It’s (Almost) June 9! Are You Ready to Comply with the Final Fiduciary Rule?

At 11:59 p.m. on Friday, June 9, 2017 (the Effective Date), the ERISA definition of a fiduciary will expand to include, for the first time, many financial firms and advisors that provide investment advice to certain employer-sponsored retirement plans and individual retirement accounts (IRAs).  This is because part of the final Department of Labor (DOL) Fiduciary Rule (described in our prior post) takes effect at this time, and will apply to anyone receiving a fee for providing a “recommendation” regarding covered investment transactions. “Recommendation” is broadly defined to include communications that are likely to be considered a suggestion to take, or to refrain from taking, a particular course of action.

After the Effective Date, ERISA fiduciary duties will also extend to the provision of a recommendation regarding whether or not to take a rollover or distribution from an ERISA retirement plan or an IRA, even if the rollover or distribution recommendation is not accompanied by investment advice.

While the Fiduciary Rule most directly impacts investment advice providers, employer sponsors of ERISA  retirement plans should also be aware of the new rules and of the ways in which plan service provider arrangements and internal human resources practices may be impacted by them.

Key requirements and recommendations for both investment advisors and employer retirement plan sponsors are briefly summarized, below.

Action Items for Advisors

Unless an exception or exemption applies, financial advisors who give investment advice to participants of covered plans and IRAs must now observe impartial conduct standards, and some portions of the DOL Best Interest Contract (BIC) exemption or Principal Transaction exemption (if applicable).
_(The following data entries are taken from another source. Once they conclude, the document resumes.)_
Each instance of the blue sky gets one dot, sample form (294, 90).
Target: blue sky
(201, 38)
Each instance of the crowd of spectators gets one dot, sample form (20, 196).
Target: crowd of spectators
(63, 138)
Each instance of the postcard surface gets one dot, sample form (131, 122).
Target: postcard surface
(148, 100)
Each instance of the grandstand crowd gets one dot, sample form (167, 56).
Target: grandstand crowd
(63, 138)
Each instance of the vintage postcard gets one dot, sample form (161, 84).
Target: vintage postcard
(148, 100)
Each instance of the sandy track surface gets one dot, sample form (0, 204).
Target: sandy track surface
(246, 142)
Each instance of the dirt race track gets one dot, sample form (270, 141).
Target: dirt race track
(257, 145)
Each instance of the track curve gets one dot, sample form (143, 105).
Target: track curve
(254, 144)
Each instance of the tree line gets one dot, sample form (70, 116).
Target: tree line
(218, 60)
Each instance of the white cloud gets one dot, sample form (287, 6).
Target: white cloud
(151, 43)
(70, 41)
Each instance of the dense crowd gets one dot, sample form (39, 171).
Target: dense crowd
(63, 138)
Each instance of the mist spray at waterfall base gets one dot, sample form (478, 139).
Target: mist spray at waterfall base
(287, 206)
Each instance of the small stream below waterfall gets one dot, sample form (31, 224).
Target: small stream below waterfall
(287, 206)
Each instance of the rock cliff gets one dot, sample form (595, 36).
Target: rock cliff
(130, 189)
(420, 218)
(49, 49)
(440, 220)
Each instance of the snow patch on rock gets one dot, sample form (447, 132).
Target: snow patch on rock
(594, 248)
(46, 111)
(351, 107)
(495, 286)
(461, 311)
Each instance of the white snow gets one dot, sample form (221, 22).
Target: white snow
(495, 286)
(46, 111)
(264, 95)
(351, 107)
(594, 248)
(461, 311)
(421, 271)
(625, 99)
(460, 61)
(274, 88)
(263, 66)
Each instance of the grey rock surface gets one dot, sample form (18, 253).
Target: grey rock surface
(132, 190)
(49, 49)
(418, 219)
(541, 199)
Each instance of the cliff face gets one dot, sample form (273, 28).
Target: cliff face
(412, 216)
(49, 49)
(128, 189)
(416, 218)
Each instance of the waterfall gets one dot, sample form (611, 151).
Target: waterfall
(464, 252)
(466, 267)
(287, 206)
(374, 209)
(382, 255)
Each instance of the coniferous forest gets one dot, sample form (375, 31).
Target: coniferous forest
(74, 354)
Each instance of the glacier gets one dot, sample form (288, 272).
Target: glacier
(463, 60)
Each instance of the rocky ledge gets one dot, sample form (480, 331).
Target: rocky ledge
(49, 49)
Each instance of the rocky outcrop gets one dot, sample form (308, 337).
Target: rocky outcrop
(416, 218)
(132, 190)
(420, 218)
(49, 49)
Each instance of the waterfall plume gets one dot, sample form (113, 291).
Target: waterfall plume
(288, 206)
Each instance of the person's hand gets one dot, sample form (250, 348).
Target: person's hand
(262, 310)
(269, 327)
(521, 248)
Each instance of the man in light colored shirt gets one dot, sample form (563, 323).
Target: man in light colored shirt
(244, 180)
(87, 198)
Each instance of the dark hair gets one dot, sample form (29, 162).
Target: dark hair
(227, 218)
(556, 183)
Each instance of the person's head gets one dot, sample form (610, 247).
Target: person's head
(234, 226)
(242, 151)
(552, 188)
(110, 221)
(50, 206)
This means that advisors must, as of the Effective Date:

  • provide advice in participants’ best interests;
  • receive no more than reasonable compensation; and
  • avoid misleading statements.

By January 1, 2018, the remainder of the BIC and Principal Transaction exemption rules apply and affected advisors must:

  • maintain (and adhere to) written anti-conflict policies and procedures;
  • make required disclosures to advice recipients; and
  • enter into enforceable written contracts relating to the provision of investment advice services relating to covered employer retirement plans and IRAs.

Advisor Transition-Period

Under a temporary non-enforcement policy issued by the DOL on May 22, 2017, neither the DOL nor the IRS will enforce potential violations of the prohibited transaction rules, provided that the advisors are working diligently and in good faith to comply with the new rules.  This temporary non-enforcement policy will end on January 1, 2018, which is also when the remaining parts of the Fiduciary Rule (and exemption) requirements take effect.

Taxes and Penalties for Violation

After January 1, 2018, an advice fiduciary that fails to comply with the new rules, and thereby engages in a prohibited transaction, may be required to refund all fees earned from the transaction and to pay an annual excise tax of 15% on such fees until repayment occurs.  To the extent that such a prohibited transaction relates to an ERISA-subject retirement plan, a violation of the rules could potentially also result in legal claims by retirement plan sponsors or IRA investors, civil penalties, and personal liability for losses or improper profits.

Certain Assets Unaffected

The new rules do not affect any health, disability, term life, or other health-related arrangements or assets that do not contain an investment component.  Personal brokerage accounts (not involving an employer-sponsored retirement plan or any IRA) are also unaffected by the changes.

Action Items for Employer Plan Sponsors

Employer retirement plan sponsors should consider taking the following steps:

  • Review existing educational materials provided to participants to determine whether they remain non-fiduciary “investment education,” or whether they now constitute fiduciary “investment advice.”
  • Review practices relating to rollovers into and out of the plan to determine whether they trigger fiduciary advice-related obligations.
  • Confirm that in-house employees who provide advice to participants (if any) are not being separately compensated for such advice.
  • Review contractual arrangements with advisers to determine which advisers are fiduciaries under the new rules.  For those service provider serving as a fiduciary for the first time under the Fiduciary Rule, expect that agreements will be amended or replaced before January 1, 2018. Any resulting fee changes must be clearly disclosed.
  • Expect to receive additional disclosures beginning in 2018 from investment advice fiduciaries that will rely on the BIC exemption to continue receiving certain types of compensation.  Among other things, these disclosures must describe any of the advice fiduciary’s conflicts of interest, and the types of compensation paid in connection with plan investment recommendations.
  • Carefully review all fee disclosures you receive to ensure that you understand what fees are being charged for plan services. Confirm that the fee structure and amounts of compensation received by advisers are reasonable, in light of the services performed.